Patel did well in that game bowling an economical spell of 10-1-36-1, and he also took the crucial wicket of Allan Border. Crowe decided to persist with that strategy, and it played a huge role in NZ reaching the semis.

Greatbatch as pinch-hitting opener in 1992

New Zealand started the tournament with the conventional opening pair of John Wright and Rod Latham. They were not an utter failure in the matches against Australia and Sri Lanka but Crowe thought his team needed more impetus at the top to utilise the fielding restrictions in the first 10 overs. He didn’t have to look beyond Mark Greatbatch, who had a good couple of seasons prior to the World Cup.  

Greatbatch opened in the third game against South Africa in place of Wright, and made an immediate impact. He scored a 60-ball 68. The left-hander made 313 runs from seven matches at a shade over 44. 

Sanath Jayasuriya & Romesh Kaluwitharana

When Arjuna Ranatunga, a master tactician, made Sanath Jayasuriya and Romesh Kaluwitharana open the innings in the 1996 World Cup, his immediate aim was to rattle the opposition by exploiting the fielding restrictions in the first 15 overs. But he would not have envisaged then that it was the first step in rewriting the way cricket was played.

Jayasuriya and Kaluwitharana, essentially two lower-order batsmen till then, were promoted as openers and they took on the bowlers in a hitherto unknown manner. ‘Little Kalu’ also doubled up as stumper, and he was the prototype of wicketkeepers who also played a big role as batsman in ODIs.

The 1992 World Cup

The tournament itself was an innovation. The fifth edition of the tournament held in Australia and New Zealand infused colour into cricket officially. The pundits of the cricketing world had seen Kerry Packer’s World Series tournament in the 70s, and contemptuously termed it as ‘Pajama cricket.’ But two decades later, the authorities realised that it was the way forward to keep the sport relevant.

In addition to the coloured clothes with names of the players on the back, the 1992 event also witnessed some radical changes.

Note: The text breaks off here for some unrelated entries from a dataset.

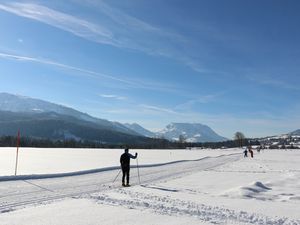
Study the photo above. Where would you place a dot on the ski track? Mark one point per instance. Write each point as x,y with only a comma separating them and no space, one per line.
97,185
175,207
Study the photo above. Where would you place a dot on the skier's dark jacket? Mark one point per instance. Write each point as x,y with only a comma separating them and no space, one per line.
125,159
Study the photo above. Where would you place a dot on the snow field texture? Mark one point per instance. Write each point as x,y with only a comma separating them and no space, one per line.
219,187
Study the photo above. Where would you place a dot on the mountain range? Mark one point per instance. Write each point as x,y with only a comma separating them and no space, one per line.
41,119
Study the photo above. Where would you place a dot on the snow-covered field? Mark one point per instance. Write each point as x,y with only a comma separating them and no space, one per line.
177,187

The white ball, one each from two ends, and floodlights were pressed into service. Then there was the controversial rain-rule, charted by a panel of experts headed by Richie Benaud, that robbed South Africa a potential berth in the final.

Squash it like Adam

By the time he played in the 2007 World Cup in the Caribbean, Adam Gilchrist was nearing the end of an illustrious career in which he bruised bowlers’ egos quite mercilessly. The southpaw wasn’t exactly in great touch during that tournament. Before the final against Sri Lanka, ‘Gilly’ asked his long-time friend and former first-class cricketer Bob Meuleman to help him strengthen his unusually high grip.
Meuleman told him to insert a squash ball inside his glove, and the result was stunning a 104-ball 149 with 13 fours and eight sixes that ensured Australia the third straight World Cup triumph.